Hannah Colton / KDLG

There’s no doubt commercial fishing is hard work. But what was it like a century ago?

The double-ender sailboat is a relic of the non-motorized Bristol Bay fishery that disappeared in the early 1950s. One of these boats is on display at Lake Clark National Park in Port Alsworth -- a 30-footer built in 1914 in a West Coast shipyard, named Libby's No. 23.

Libby’s No. 23 was one of the thousands of wooden sailboats manned by two-man crews back when the Bristol Bay fleet was totally at the mercy of the wind and the tides. 

“Not only did you have to be a good fisherman in this era, you had to be a darn good sailor,” said John Branson, the historian for Lake Clark National Park in Port Alsworth.

You had to be a skilled sailor back then, he says, because mistakes could cost you dearly.

“When you were trying to deliver fish to the scow, if you missed it, you might have to wait 12 hours ‘til the tide changed to come back around.”

The result could be a boat full of spoiled fish – or much worse.

“You know, there’s a section of the Kvichak Bay called Dead Man Sands,” says Branson. “If they went dry in that shallow bay and then the riptide came back in, if they were sideways, broadside to the oncoming tide, with a big wind, they could swamp. And many did.”

This, says Branson, is the reason for the butterscotch brownish-orange paint job on this boat.

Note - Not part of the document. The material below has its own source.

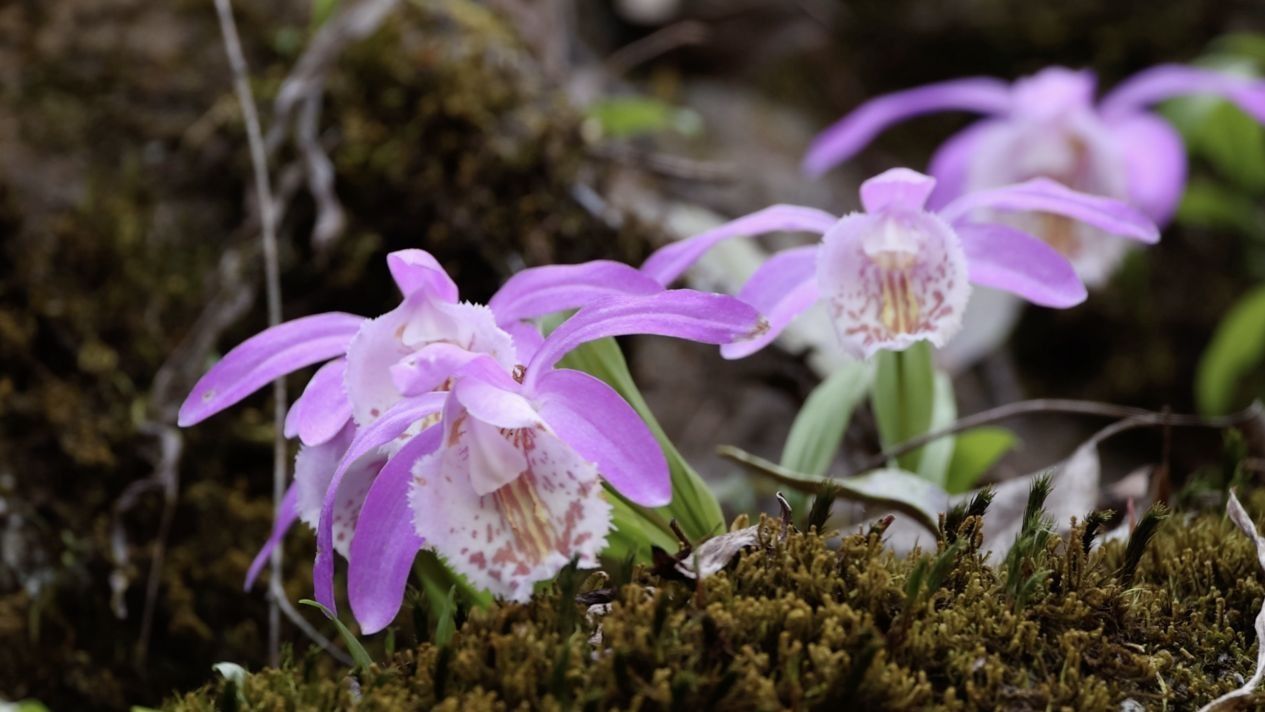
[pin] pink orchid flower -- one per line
(898, 272)
(1049, 125)
(356, 385)
(507, 487)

“Every cannery had their own color scheme, so this is Libby’s orange,” says Branson, “because they didn’t have radios to communicate. So the superintendent could look out with binoculars, so he could identify his boats out there fishing by visual, by the color.

In this way, the boss would know if all his boats were accounted for, or if he had to send out a monkey-boat to tow some crew to safety.

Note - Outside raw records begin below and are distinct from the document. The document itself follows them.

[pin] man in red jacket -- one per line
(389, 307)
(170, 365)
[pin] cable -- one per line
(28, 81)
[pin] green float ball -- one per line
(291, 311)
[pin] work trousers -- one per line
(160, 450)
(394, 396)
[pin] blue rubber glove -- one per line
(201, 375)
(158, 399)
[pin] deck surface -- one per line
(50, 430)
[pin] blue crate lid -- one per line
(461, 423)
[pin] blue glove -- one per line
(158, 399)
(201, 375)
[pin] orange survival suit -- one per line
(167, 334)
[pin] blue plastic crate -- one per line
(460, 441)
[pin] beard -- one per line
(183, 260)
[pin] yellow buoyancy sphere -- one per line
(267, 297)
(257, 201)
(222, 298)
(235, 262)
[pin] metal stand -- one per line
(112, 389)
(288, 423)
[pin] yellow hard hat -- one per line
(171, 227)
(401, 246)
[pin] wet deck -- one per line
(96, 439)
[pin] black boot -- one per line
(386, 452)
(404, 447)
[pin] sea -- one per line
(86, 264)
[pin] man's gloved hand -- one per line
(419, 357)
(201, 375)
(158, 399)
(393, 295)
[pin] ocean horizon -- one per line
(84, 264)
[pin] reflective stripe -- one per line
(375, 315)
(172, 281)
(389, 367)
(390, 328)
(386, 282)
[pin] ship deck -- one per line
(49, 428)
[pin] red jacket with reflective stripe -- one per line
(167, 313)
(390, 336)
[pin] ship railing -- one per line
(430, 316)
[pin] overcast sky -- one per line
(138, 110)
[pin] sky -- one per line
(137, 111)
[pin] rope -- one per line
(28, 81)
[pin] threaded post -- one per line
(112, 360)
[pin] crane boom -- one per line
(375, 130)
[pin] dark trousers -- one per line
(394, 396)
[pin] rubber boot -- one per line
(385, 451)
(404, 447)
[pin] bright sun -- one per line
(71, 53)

Most Bristol Bay fishermen during this era were from Italy and Northern Europe. According to the book ‘Sailing for Salmon,’ there could be fierce rivalry between the nationalities, as they tried to out-fish each other. And judging by the two types of stoves on display in the Libby’s No. 23, it seems they couldn’t agree on the best way to cook, either.

“The Italians favored the Santa Maria stove, it was a coal-burner, where they would make their cioppino, spaghettis and stuff. And the Swedes, Norwegian people, everyone else, liked those Primus Optimus Swede stoves.”

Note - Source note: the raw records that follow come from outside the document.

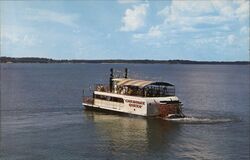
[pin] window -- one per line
(109, 98)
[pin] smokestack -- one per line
(126, 73)
(111, 80)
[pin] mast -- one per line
(126, 73)
(111, 80)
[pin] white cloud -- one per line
(18, 35)
(154, 32)
(244, 30)
(127, 1)
(42, 15)
(231, 39)
(134, 18)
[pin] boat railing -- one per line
(102, 88)
(88, 100)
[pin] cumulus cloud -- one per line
(212, 21)
(18, 35)
(134, 18)
(42, 15)
(127, 1)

A mealtime staple for many were hard-tack biscuits, the nigh-unbreakable forerunner of pilot bread.

“The Italian word for it is gallette, and if you think you could just chew that like you do a pilot bread, forget it, you’ll have to go see a dentist! That’ll break your teeth, literally. That is cast-iron stuff.”

Of course, with just a tent for shelter onboard the double-enders, the food had to be tough, as did the fishermen and their gear. Long before Grundens and neoprene were invented, fishermen would wear oil skins, an old-fashioned type of rain jacket.

“They would have to put Vaseline around their wrists because it was rigid and would chafe.”

Also on display are an impressive pair of leather “fin” boots, worn by the late Governor Jay Hammond and donated by his widow Bella.

Credit KDLG
Libby's No. 23 with the mast and sail up.

Among the hardy men who manned the Libby No. 23 was a schoolteacher named John Coray.

“He’s the man that brought the boat up from Graveyard cannery, Libby’s Koggiung.”

Using a small gas engine in 1953, Coray brought the Libby’s #23 up the Kvichak to where he and his wife were teaching school in Pedro Bay. By the next year, they’d hauled the double-ender on a trailer from Iliamna over the Newhalen portage road to the upper Newhalen River. That’s how it got, eventually, to Lake Clark, where it was used by several families for recreation, subsistence and hauling cargo. It was donated to the National Park in 1997 by Al Woodward. 

By Branson’s estimate, Libby’s No. 23 is one of only a dozen or so museum-quality double-enders left in existence. In 2013, he successfully got it listed on the National Register of Historic Places.

It’s the only such listing from the world’s last great wild salmon fishery.